A frequency distribution curve is a type of descriptive statistics depicted as a graph that demonstrates the frequency of a given variable's occurrence, where x represents some measure of the variable's occurrence and y represents the number of cases at each frequency. With very large populations, a frequency distribution curve is said to resemble the statistical ideal of a bell curve and assumes the properties of a normal distribution. The bell curve — also known as a normal curve — is aptly named. It resembles a rounded bell with symmetrical ends tapering down and out toward a zero frequency at the x-axis. The bell curve is bisected by the idealized identical mean (μ), median and mode of all the measured data, with half of each graph on either side.
When a sample frequency distribution curve is assumed to possess the properties of an ideal bell curve, then aspects of the population under study can be assumed as well. In addition, standard statistical formulas can give a degree to which such assumptions can be relied upon. With the ideal bell curve, a population's mean, median and mode are all assumed to be equal. Calculation of the standard deviation, σ, then gives a measure of the population data's "spread." In the ideal curve, all but 0.25 percent of a population's total data is found within plus or minus three standard deviations from the mean of the frequency distribution curve, or between μ-3σ and μ+3σ.

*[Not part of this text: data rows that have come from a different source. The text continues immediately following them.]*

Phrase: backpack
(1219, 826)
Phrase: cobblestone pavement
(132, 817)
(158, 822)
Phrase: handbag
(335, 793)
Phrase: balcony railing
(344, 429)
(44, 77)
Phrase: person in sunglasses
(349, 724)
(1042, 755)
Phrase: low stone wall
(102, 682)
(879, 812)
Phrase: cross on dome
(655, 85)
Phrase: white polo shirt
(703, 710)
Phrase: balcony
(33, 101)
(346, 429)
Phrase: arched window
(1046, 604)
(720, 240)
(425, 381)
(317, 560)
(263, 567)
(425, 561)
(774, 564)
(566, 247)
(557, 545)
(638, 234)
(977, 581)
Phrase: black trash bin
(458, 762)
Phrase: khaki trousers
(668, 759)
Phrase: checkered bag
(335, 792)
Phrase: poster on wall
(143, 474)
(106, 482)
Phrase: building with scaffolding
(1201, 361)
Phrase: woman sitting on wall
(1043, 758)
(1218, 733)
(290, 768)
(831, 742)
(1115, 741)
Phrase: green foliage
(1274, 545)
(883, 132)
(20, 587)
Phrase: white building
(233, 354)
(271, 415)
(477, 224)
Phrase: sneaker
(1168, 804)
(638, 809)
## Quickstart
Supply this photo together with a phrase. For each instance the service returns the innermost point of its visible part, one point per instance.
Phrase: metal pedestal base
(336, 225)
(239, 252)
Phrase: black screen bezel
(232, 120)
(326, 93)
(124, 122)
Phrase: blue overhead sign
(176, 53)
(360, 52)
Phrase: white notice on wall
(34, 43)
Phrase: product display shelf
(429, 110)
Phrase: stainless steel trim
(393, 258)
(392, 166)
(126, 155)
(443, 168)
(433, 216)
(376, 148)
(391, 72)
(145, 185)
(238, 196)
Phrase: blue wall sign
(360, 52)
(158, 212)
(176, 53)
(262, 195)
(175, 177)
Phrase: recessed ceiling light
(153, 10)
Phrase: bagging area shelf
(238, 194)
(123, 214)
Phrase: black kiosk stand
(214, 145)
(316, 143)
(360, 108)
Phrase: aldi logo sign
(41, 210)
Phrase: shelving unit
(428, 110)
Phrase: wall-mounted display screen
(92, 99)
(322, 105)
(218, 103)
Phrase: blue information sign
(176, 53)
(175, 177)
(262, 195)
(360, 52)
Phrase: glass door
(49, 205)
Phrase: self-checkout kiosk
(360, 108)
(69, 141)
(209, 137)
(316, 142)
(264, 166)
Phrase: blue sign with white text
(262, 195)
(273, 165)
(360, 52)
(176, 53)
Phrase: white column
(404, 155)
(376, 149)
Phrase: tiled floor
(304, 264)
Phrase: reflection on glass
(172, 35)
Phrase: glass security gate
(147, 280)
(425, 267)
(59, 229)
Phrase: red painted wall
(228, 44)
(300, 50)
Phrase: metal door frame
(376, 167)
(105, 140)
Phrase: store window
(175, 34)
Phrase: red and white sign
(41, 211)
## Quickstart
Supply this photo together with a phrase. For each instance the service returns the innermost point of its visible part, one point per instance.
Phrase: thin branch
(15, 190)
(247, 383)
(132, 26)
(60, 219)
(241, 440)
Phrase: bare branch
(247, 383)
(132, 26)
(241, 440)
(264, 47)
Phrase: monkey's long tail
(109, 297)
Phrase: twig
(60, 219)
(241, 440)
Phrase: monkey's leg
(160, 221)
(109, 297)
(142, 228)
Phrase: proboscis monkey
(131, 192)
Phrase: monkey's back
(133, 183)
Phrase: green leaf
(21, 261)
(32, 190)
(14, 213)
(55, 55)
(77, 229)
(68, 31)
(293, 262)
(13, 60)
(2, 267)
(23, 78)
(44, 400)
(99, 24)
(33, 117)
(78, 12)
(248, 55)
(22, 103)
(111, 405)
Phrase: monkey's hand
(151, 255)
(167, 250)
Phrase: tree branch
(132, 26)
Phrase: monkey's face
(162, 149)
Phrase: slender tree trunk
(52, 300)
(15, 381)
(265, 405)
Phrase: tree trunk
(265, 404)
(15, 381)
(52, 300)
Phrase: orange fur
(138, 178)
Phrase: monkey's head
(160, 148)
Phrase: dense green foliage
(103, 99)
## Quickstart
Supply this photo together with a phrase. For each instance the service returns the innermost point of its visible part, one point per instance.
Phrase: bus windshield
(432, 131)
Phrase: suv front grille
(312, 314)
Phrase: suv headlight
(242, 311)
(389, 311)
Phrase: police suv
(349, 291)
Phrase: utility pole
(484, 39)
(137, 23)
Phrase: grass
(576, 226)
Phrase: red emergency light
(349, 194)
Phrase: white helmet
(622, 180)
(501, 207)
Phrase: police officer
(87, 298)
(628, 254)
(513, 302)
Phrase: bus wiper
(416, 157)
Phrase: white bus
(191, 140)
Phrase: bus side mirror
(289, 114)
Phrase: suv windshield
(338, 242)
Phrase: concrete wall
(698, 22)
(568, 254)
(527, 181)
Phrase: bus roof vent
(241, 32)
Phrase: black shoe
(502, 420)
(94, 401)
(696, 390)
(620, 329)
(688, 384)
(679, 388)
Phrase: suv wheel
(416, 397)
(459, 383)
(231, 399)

While the ideal bell curve differs from a sample frequency distribution curve in a number of ways, it allows some assumptive understanding of both the sample population and even a single measurement's location within the overall sample population. In an ideal curve, 68 percent of the values for the variable measured in the sample, and presumably in the population, will be within one standard deviation from the mean in either direction, or μ-1σ and μ+1σ. Moving further along the bell curve, values for 95 percent of the sample and the population will be located within plus or minus two standard deviations from the mean, or μ-2σ and μ+2σ. At the very edges of frequency distribution curve, all but 0.25 percent falls within plus or minus three standard deviations. Those rare measurements that lie in the 0.25 percent beyond the measures of three standard deviations are known as outliers and are often removed from data when inferential calculations take place.